The fragile Kurdish peace

Last Sunday, a young Kurdish protestor who masked his face entered a Turkish Air Force base in the predominantly Kurdish province of Diyarbakır. He climbed up the pole, reached out to the Turkish flag, and took it down. The military personnel, somehow, could not stop him. Later, the chief of staff announced that the soldiers at the base had refrained from shooting the militant, as he was a teenager.

The incident, however, has turned into a national controversy, adding to the growing tension in the southeast between the government and Kurdish militants. The leader of the Nationalist Movement Party (MHP), Devlet Bahçeli, said the youngster who brought down the flag should have been “shot right in his forehead,” voicing the reaction among Turkish nationalists. Bahçeli also condemned the government over the “peace process,” which he sees only as treason to the homeland and surrender to terrorism. Kurdish nationalists, on the other hand, accuse the same government of not moving forward with the “peace process” and using it only to buy time.

In other words, the government of Tayyip Erdoğan is in a dire strait regarding the most lethal problem of Turkey — the Kurdish question. But no matter what we think of Erdoğan and his policies on other issues, he should be supported to continue with the peace process, because the alternative, which is a re-escalation of the conflict, is quite scary.

The conundrum is that there are entrenched political camps in Turkey, which do not help the problem. Many of Erdoğan’s opponents, who have many good reasons to oppose him on various issues, oppose the peace process as well, simply because they have become deeply suspicious of whatever Erdoğan does. They need to be more nuanced.

On the other hand, Erdoğan has zero nuance, too, for he accuses every critic of the “peace process” of being malicious enemies of peace who again want to see terror and bloodshed. (He even used the term “necrophilia,” adding to the long list of insults he throws at his opponents.) This Manichaeism blinds the government from hearing reasonable criticisms, such as the fact that the government does not have a well-worked out roadmap for the process and suffers from the lack of a transparency.

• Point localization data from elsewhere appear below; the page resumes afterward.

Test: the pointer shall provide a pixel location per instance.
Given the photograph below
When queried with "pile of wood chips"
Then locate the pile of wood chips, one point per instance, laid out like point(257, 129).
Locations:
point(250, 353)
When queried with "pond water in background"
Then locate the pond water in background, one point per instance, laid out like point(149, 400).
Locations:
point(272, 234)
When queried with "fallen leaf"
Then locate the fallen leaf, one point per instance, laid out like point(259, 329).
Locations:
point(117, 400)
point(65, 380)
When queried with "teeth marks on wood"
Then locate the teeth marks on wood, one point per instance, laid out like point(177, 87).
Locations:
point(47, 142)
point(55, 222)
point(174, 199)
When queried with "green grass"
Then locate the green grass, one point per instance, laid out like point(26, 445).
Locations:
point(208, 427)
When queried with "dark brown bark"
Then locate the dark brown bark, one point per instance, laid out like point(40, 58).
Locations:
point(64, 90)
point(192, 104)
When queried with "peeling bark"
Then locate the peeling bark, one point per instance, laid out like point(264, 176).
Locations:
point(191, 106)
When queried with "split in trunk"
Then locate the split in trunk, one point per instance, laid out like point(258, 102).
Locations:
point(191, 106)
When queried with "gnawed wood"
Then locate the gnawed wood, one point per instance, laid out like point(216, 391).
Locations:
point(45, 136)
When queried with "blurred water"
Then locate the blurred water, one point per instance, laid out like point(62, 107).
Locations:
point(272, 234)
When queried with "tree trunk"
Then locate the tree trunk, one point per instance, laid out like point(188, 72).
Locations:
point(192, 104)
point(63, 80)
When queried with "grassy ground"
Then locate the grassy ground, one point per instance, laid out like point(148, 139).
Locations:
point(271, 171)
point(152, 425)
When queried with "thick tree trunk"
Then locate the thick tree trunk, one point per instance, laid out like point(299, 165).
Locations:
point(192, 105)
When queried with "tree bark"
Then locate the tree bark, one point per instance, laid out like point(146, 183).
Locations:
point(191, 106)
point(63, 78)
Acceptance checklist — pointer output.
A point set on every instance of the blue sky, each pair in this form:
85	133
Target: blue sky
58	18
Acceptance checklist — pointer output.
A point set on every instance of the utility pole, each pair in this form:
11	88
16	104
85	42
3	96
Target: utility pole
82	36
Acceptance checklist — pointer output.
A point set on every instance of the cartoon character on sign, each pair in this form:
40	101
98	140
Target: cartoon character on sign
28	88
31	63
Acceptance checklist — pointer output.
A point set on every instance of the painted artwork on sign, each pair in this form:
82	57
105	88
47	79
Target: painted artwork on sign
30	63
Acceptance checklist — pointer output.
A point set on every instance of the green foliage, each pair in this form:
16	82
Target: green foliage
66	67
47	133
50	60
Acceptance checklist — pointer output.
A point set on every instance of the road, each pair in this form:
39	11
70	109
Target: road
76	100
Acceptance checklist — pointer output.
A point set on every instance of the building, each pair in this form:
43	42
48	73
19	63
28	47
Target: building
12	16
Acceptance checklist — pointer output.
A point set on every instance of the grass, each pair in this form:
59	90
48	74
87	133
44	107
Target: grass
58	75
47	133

Even bigger problems are visible on the side of the Kurdistan Workers’ Party (PKK) as well. The organization, which is a terrorist group by most international definitions, speaks of its commitment to “peace” all the time. But it keeps its militants under arms, and keeps recruiting more. Recently, it recruited more than a dozen teenagers (committing a violation of the international laws concerning child soldiers) despite the ongoing protests of their families. Moreover, all narratives coming from pro-PKK sources show that the organization wants not just mere “peace,” but an autonomous southeast dominated by its own iron fist.

Here, a party that deserves blame is Turkey’s leftist “democrats,” who have been rightly outspoken against state misconduct, but conspicuously silent about the violence and totalitarianism of the PKK. They need to see that the goodwill on the state side is hardly seen on the other side, with the possible exception of Abdullah Öcalan, the jailed leader of the PKK. But for the fragile peace process to move on, we need progress on the Kurdish side as well, towards reconciliation with Turks and pluralism among Kurds.